Abdominal effusion, high APACHE II score, high CRP, high MCTSI, high PCT and low albumin level are significantly associated with prolonged hospital stay in SAP patients. The prediction model can help clinicians make more scientific clinical decisions for SAP patients.

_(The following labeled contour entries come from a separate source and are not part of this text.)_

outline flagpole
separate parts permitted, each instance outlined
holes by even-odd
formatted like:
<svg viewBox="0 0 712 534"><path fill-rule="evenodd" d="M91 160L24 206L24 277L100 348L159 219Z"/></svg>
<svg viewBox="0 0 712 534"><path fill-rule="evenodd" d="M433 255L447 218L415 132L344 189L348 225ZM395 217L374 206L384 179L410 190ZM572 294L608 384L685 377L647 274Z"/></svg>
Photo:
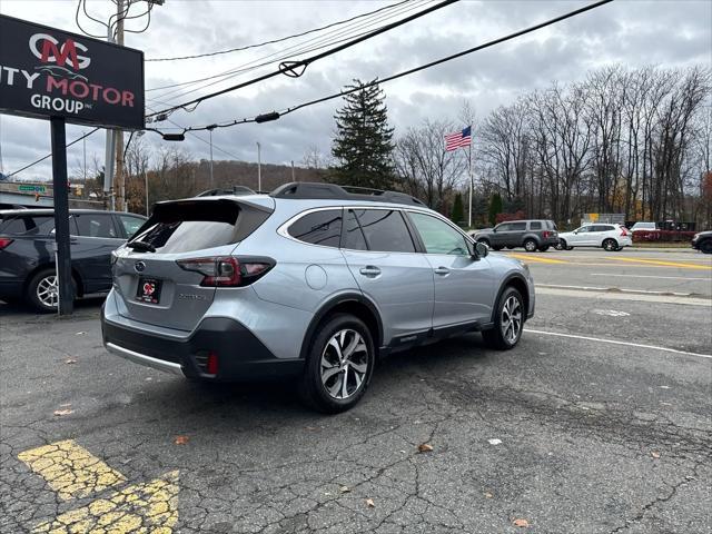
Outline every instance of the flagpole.
<svg viewBox="0 0 712 534"><path fill-rule="evenodd" d="M467 174L469 175L469 211L467 217L467 227L472 228L472 190L473 190L473 179L472 179L472 125L469 125L469 152L467 154Z"/></svg>

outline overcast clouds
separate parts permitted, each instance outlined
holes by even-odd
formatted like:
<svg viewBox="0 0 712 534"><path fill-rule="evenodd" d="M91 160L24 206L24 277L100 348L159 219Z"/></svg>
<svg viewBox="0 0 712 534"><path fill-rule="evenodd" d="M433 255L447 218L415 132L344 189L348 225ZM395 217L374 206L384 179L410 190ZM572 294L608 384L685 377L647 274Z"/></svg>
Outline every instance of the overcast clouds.
<svg viewBox="0 0 712 534"><path fill-rule="evenodd" d="M210 52L284 37L390 3L395 0L166 0L165 6L154 9L148 31L127 33L126 43L142 49L146 58ZM299 79L275 78L205 102L191 113L178 111L171 119L181 126L208 125L285 108L334 92L352 78L385 77L586 3L580 0L462 1L318 61L309 66ZM90 12L102 19L108 18L112 6L105 0L89 2ZM0 0L0 13L78 32L75 8L73 0ZM82 18L82 22L87 19ZM130 27L136 28L137 22ZM87 22L82 26L87 30L101 31L97 24ZM709 0L617 0L515 42L384 86L390 121L396 131L404 131L425 118L454 118L464 100L471 102L478 117L483 117L493 107L513 101L521 92L544 87L554 79L580 79L586 70L613 62L630 67L712 66L711 28L712 2ZM291 44L291 41L210 59L148 62L146 88L212 76L279 51L286 44ZM267 67L258 72L274 68ZM234 78L230 83L251 78L255 73ZM207 89L201 92L205 91ZM166 91L147 92L147 98L157 98L160 92ZM189 98L201 92L191 93ZM152 108L161 106L155 101L148 105ZM235 158L255 160L255 141L263 145L263 160L275 164L290 159L300 161L312 145L328 152L334 130L333 115L339 106L340 100L333 100L276 122L216 130L214 144L219 148L215 149L214 156L216 159L233 159L221 152L222 149ZM86 127L70 126L68 139L75 139L86 130ZM204 141L208 138L207 132L197 136ZM147 135L146 139L156 147L164 142L155 135ZM209 148L204 141L195 136L188 137L180 147L196 159L208 158ZM0 116L0 144L4 172L12 172L48 154L49 122ZM102 132L87 139L87 152L89 161L93 154L103 157ZM81 144L78 144L69 149L70 172L80 158ZM48 161L21 177L49 179L50 171Z"/></svg>

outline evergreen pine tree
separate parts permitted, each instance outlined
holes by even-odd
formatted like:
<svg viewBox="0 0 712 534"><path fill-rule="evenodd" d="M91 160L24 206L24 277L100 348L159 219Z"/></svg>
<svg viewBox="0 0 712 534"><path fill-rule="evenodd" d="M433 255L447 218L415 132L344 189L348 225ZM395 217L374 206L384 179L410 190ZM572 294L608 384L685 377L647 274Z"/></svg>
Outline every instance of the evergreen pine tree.
<svg viewBox="0 0 712 534"><path fill-rule="evenodd" d="M465 220L465 208L463 207L463 196L455 194L455 201L453 202L453 212L449 216L451 220L456 225L462 225Z"/></svg>
<svg viewBox="0 0 712 534"><path fill-rule="evenodd" d="M334 117L336 137L332 155L337 165L330 176L337 184L389 189L394 184L393 128L388 127L385 95L378 85L363 88L354 80L347 89L362 87L346 95L345 105Z"/></svg>
<svg viewBox="0 0 712 534"><path fill-rule="evenodd" d="M490 200L490 212L488 215L488 219L490 219L490 224L492 226L495 225L495 222L497 221L497 214L502 212L502 197L500 196L498 192L495 192L492 196L492 200Z"/></svg>

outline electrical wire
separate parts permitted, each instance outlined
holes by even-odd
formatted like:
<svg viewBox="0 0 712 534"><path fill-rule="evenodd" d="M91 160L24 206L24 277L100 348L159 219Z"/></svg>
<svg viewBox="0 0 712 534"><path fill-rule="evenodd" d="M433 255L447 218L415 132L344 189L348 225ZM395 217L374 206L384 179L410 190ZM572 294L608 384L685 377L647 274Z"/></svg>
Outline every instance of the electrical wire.
<svg viewBox="0 0 712 534"><path fill-rule="evenodd" d="M396 7L396 9L394 9L392 12L383 16L379 14L376 18L372 18L372 17L367 17L367 18L372 18L372 20L362 20L355 24L349 23L347 24L347 27L345 28L339 28L337 30L332 30L323 36L319 36L318 38L315 39L309 39L307 41L297 43L297 44L293 44L290 47L287 47L286 49L281 49L277 52L271 52L267 56L263 56L260 58L254 59L251 61L248 61L246 63L239 65L237 67L233 67L226 71L222 71L218 75L214 75L214 76L209 76L209 77L205 77L205 78L198 78L195 80L188 80L188 81L184 81L184 82L179 82L179 83L171 83L168 86L161 86L161 87L154 87L150 89L147 89L146 92L151 92L151 91L157 91L157 90L162 90L162 89L170 89L170 88L177 88L177 87L185 87L185 86L191 86L191 85L197 85L197 83L201 83L204 81L208 81L208 80L214 80L214 79L218 79L218 78L224 78L222 80L212 82L212 83L206 83L204 86L201 86L200 88L196 88L192 89L190 91L186 91L185 95L188 95L189 92L195 92L195 90L197 89L202 89L202 88L207 88L210 87L212 85L219 83L221 81L226 81L228 78L231 78L236 75L240 75L244 72L248 72L250 70L255 70L259 67L264 67L266 65L270 65L273 62L276 61L280 61L284 59L288 59L289 57L296 56L298 53L308 53L312 51L316 51L316 50L320 50L323 48L333 46L333 44L337 44L340 42L344 42L345 40L349 39L349 38L354 38L354 37L360 37L366 34L368 31L372 31L373 27L377 23L382 23L388 19L392 19L394 17L399 17L402 14L405 14L406 12L413 11L414 9L418 9L421 7L423 7L424 4L428 3L431 0L425 0L425 1L409 1L408 6L405 7L405 9L402 9L403 7L400 4L394 4ZM403 2L402 2L403 3ZM372 28L369 28L372 27ZM365 31L358 34L349 34L356 30L362 30L364 29ZM259 61L264 61L261 63L255 65ZM165 93L161 93L160 97L161 98L167 98L168 96L172 96L176 95L178 91L167 91ZM177 98L180 95L176 95L175 98Z"/></svg>
<svg viewBox="0 0 712 534"><path fill-rule="evenodd" d="M455 3L456 1L458 1L458 0L444 0L442 2L436 3L435 6L432 6L429 8L426 8L424 10L422 10L422 11L418 11L418 12L416 12L414 14L411 14L409 17L406 17L405 19L400 19L400 20L397 20L397 21L392 22L389 24L386 24L383 28L374 30L374 31L372 31L372 32L369 32L369 33L367 33L365 36L358 37L356 39L349 40L348 42L339 44L339 46L337 46L335 48L332 48L329 50L326 50L324 52L317 53L316 56L312 56L312 57L309 57L307 59L303 59L303 60L299 60L299 61L291 61L291 62L288 62L288 63L283 62L280 65L279 69L277 69L276 71L268 72L268 73L259 76L257 78L253 78L251 80L247 80L247 81L244 81L241 83L237 83L235 86L228 87L226 89L221 89L219 91L215 91L215 92L205 95L202 97L196 98L196 99L190 100L188 102L179 103L179 105L172 106L171 108L168 108L168 109L162 109L162 110L160 110L160 111L158 111L156 113L151 113L150 116L147 116L147 117L154 117L154 116L158 116L158 115L162 115L162 113L171 113L172 111L175 111L177 109L186 109L188 111L192 111L200 102L204 102L205 100L209 100L209 99L218 97L220 95L225 95L226 92L235 91L236 89L241 89L244 87L251 86L251 85L257 83L259 81L264 81L264 80L267 80L269 78L274 78L275 76L287 75L287 76L291 76L291 77L298 78L299 76L301 76L304 73L304 70L301 72L297 72L298 68L306 69L310 63L313 63L313 62L315 62L315 61L317 61L319 59L323 59L323 58L326 58L326 57L332 56L334 53L340 52L342 50L345 50L345 49L350 48L350 47L353 47L355 44L358 44L359 42L363 42L363 41L365 41L367 39L372 39L372 38L378 36L380 33L384 33L384 32L389 31L389 30L392 30L394 28L397 28L397 27L403 26L403 24L405 24L407 22L411 22L411 21L413 21L415 19L424 17L424 16L426 16L428 13L432 13L433 11L436 11L438 9L442 9L442 8L445 8L445 7L447 7L447 6L452 4L452 3ZM188 109L189 106L192 106L192 109Z"/></svg>
<svg viewBox="0 0 712 534"><path fill-rule="evenodd" d="M402 6L404 3L408 3L409 1L411 0L402 0L400 2L393 3L390 6L385 6L383 8L376 9L375 11L369 11L369 12L366 12L366 13L357 14L356 17L352 17L350 19L339 20L339 21L336 21L336 22L332 22L330 24L323 26L322 28L314 28L313 30L303 31L300 33L294 33L294 34L287 36L287 37L280 37L279 39L273 39L271 41L259 42L257 44L247 44L247 46L244 46L244 47L229 48L227 50L219 50L217 52L196 53L194 56L178 56L178 57L175 57L175 58L149 58L149 59L146 59L145 61L180 61L180 60L184 60L184 59L207 58L209 56L220 56L220 55L224 55L224 53L240 52L243 50L249 50L251 48L259 48L259 47L265 47L267 44L275 44L277 42L284 42L284 41L287 41L289 39L296 39L298 37L304 37L304 36L308 36L310 33L316 33L316 32L319 32L319 31L323 31L323 30L327 30L329 28L334 28L335 26L345 24L347 22L352 22L354 20L362 19L364 17L369 17L372 14L379 13L382 11L386 11L386 10L395 8L397 6Z"/></svg>
<svg viewBox="0 0 712 534"><path fill-rule="evenodd" d="M69 148L69 147L71 147L72 145L76 145L77 142L81 141L82 139L86 139L87 137L89 137L90 135L92 135L95 131L97 131L97 130L99 130L99 129L100 129L100 128L95 128L93 130L91 130L91 131L89 131L89 132L85 134L83 136L81 136L81 137L79 137L79 138L75 139L73 141L68 142L67 145L65 145L65 148ZM36 160L36 161L32 161L31 164L28 164L28 165L26 165L24 167L22 167L21 169L16 170L14 172L10 172L10 174L8 175L8 178L10 178L11 176L14 176L14 175L20 174L20 172L22 172L23 170L29 169L30 167L34 167L36 165L41 164L42 161L44 161L46 159L51 158L51 157L52 157L52 152L49 152L49 154L48 154L47 156L44 156L43 158L40 158L40 159L38 159L38 160Z"/></svg>
<svg viewBox="0 0 712 534"><path fill-rule="evenodd" d="M591 3L589 6L584 6L583 8L576 9L574 11L570 11L567 13L561 14L561 16L555 17L553 19L548 19L548 20L546 20L544 22L541 22L538 24L531 26L528 28L515 31L513 33L508 33L508 34L506 34L504 37L500 37L497 39L493 39L493 40L487 41L487 42L485 42L483 44L478 44L476 47L468 48L468 49L463 50L461 52L453 53L451 56L446 56L444 58L437 59L435 61L431 61L431 62L422 65L419 67L414 67L412 69L404 70L402 72L398 72L396 75L392 75L392 76L389 76L387 78L383 78L380 80L378 78L376 78L375 80L373 80L370 82L363 83L360 86L354 87L354 88L348 89L348 90L342 90L342 91L335 92L333 95L328 95L326 97L322 97L322 98L317 98L317 99L314 99L314 100L309 100L309 101L299 103L297 106L293 106L293 107L286 108L286 109L284 109L281 111L273 111L271 113L263 113L261 116L256 116L256 117L251 117L251 118L236 119L236 120L227 122L227 123L209 125L209 127L210 128L229 128L231 126L243 125L243 123L247 123L247 122L258 122L258 119L261 119L261 120L259 120L259 122L264 122L266 120L273 120L273 119L265 119L265 116L273 116L274 119L278 119L280 117L284 117L285 115L293 113L293 112L295 112L295 111L297 111L299 109L304 109L304 108L307 108L309 106L315 106L317 103L326 102L326 101L333 100L335 98L344 97L346 95L350 95L353 92L357 92L357 91L367 89L367 88L376 86L376 85L387 83L388 81L397 80L398 78L403 78L405 76L409 76L409 75L413 75L415 72L419 72L422 70L429 69L432 67L445 63L447 61L452 61L454 59L462 58L463 56L467 56L469 53L474 53L474 52L477 52L479 50L484 50L486 48L494 47L495 44L500 44L502 42L510 41L512 39L516 39L518 37L522 37L524 34L526 34L526 33L532 33L532 32L541 30L542 28L545 28L547 26L555 24L555 23L561 22L563 20L566 20L566 19L572 18L572 17L576 17L578 14L582 14L582 13L584 13L586 11L591 11L593 9L600 8L600 7L602 7L602 6L606 4L606 3L611 3L612 1L613 0L600 0L597 2ZM184 132L200 131L200 130L207 130L207 129L208 129L207 126L189 127L189 128L186 128L184 130Z"/></svg>

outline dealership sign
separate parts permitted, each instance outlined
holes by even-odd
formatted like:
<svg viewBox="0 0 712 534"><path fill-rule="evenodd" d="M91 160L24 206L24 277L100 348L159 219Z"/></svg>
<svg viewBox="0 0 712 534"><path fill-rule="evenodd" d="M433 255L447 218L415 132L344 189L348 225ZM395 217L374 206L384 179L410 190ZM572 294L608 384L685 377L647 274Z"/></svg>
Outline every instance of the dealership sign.
<svg viewBox="0 0 712 534"><path fill-rule="evenodd" d="M0 14L0 112L142 129L144 52Z"/></svg>

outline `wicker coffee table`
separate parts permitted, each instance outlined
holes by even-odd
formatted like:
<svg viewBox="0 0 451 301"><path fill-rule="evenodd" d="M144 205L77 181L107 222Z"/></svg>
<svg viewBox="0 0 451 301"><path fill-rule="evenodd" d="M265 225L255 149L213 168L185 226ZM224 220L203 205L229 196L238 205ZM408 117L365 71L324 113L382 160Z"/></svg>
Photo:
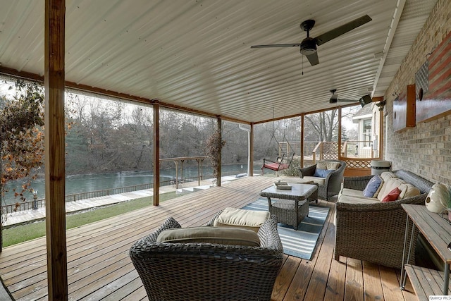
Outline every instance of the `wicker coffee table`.
<svg viewBox="0 0 451 301"><path fill-rule="evenodd" d="M277 216L277 221L292 226L297 225L309 215L309 197L318 193L318 185L314 184L290 183L291 190L276 189L271 186L260 192L260 195L268 198L269 212ZM273 203L271 198L278 199Z"/></svg>

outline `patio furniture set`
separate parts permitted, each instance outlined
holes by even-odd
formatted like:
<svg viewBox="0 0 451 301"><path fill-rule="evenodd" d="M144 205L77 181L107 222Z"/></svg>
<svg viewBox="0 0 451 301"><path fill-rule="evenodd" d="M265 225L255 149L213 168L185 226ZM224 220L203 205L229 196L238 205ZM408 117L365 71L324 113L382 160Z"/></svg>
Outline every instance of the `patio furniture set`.
<svg viewBox="0 0 451 301"><path fill-rule="evenodd" d="M335 260L341 255L401 267L404 238L408 244L412 240L413 254L418 234L414 228L412 238L406 236L407 216L401 205L424 204L432 183L407 171L390 172L390 178L383 176L388 186L385 190L381 188L383 193L396 186L395 182L416 193L406 190L405 196L397 196L400 199L383 202L375 194L370 198L363 195L375 176L343 178L345 166L342 161L320 162L299 168L300 183L289 183L288 189L274 185L261 190L268 211L226 208L206 226L195 228L183 228L174 219L167 219L130 252L149 300L183 296L185 300L269 300L283 257L277 223L296 230L308 216L309 202L318 197L338 196ZM397 180L389 180L392 178ZM412 229L410 225L409 233ZM410 259L413 264L414 257Z"/></svg>

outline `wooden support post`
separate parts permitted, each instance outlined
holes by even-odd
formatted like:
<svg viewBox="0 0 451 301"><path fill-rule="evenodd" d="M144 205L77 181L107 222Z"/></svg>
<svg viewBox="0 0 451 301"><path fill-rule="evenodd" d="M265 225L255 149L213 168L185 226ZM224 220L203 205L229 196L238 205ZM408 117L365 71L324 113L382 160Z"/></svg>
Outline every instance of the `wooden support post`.
<svg viewBox="0 0 451 301"><path fill-rule="evenodd" d="M175 181L178 180L175 179ZM154 104L154 206L160 204L160 106Z"/></svg>
<svg viewBox="0 0 451 301"><path fill-rule="evenodd" d="M223 119L221 117L218 117L218 132L219 133L219 143L222 143L223 141ZM221 147L219 147L219 152L218 153L218 157L216 159L218 166L218 175L216 176L216 186L221 186L221 154L222 154L222 145Z"/></svg>
<svg viewBox="0 0 451 301"><path fill-rule="evenodd" d="M64 168L64 0L45 1L45 197L49 300L68 300Z"/></svg>
<svg viewBox="0 0 451 301"><path fill-rule="evenodd" d="M301 115L301 159L299 161L299 166L304 167L304 118L305 114Z"/></svg>
<svg viewBox="0 0 451 301"><path fill-rule="evenodd" d="M341 160L341 113L342 113L342 110L341 110L341 106L338 107L338 154L337 154L337 159L338 159L338 160Z"/></svg>
<svg viewBox="0 0 451 301"><path fill-rule="evenodd" d="M249 167L247 169L249 170L249 175L247 176L253 177L254 176L254 123L251 123L250 128L250 140L249 142L249 147L250 149L249 156Z"/></svg>

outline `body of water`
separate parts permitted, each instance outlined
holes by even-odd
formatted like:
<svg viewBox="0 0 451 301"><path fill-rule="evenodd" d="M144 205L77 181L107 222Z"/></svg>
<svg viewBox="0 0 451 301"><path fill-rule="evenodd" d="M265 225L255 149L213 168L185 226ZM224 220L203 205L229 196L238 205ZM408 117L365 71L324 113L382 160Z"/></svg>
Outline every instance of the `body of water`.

构建与重症急性胰腺炎(SAP)患者住院时间延长相关的危险因素,并建立评估这些风险的预测模型。
回顾性选取2015年1月至2023年12月在河北省沧州中西医结合医院急诊科住院的SAP患者作为研究对象。以住院时间的75%作为截断点,将患者分为正常组和延长组。收集患者的临床指标,采用多因素Logistic回归分析SAP患者住院时间延长的独立危险因素。建立预测模型并绘制列线图。采用受试者工作特征曲线(ROC曲线)评估预测模型的效能。使用Hosmer-Lemeshow拟合优度检验评估模型的准确性。采用决策曲线分析(DCA)评估模型的临床适用性。最后,采用Bootstrap法对模型进行内部验证。
共纳入510例SAP患者,住院时间为18(6,44)天,其中正常组(<24天)400例,延长组(≥24天)110例。多因素Logistic回归分析显示,腹腔积液[比值比(OR)=4.163,95%置信区间(95%CI)为2.105 - 8.234]、急性生理与慢性健康状况评分系统II(APACHE II;OR = 1.320,95%CI为1.185 - 1.470)、C反应蛋白(CRP;OR = 1.006,95%CI为1.002 - 1.011)、改良CT严重程度指数(MCTSI;OR = 1.461,95%CI为1.213 - 1.758)、降钙素原(PCT;OR = 1.303,95%CI为1.095 - 1.550)和白蛋白(OR = 0.510,95%CI为0.419 - 0.622)是SAP患者住院时间延长的独立危险因素(均P < 0.01)。ROC曲线分析显示,模型的曲线下面积(AUC)为0.922(95%CI为0.896 - 0.947),最佳截断值为0.726,灵敏度为87.3%,特异度为85.3%。Hosmer-Lemeshow检验显示χ² = 5.79,P = 0.671。表明预测模型具有良好的预测效能和拟合度。DCA曲线显示,模型的预测概率在0.1至0.7时可为患者带来更多临床益处。Bootstrap内部验证显示,模型具有较高的一致性(AUC = 0.916)。
腹腔积液、高APACHE II评分、高CRP、高MCTSI、高PCT和低白蛋白水平与SAP患者住院时间延长显著相关。该预测模型有助于临床医生为SAP患者做出更科学的临床决策。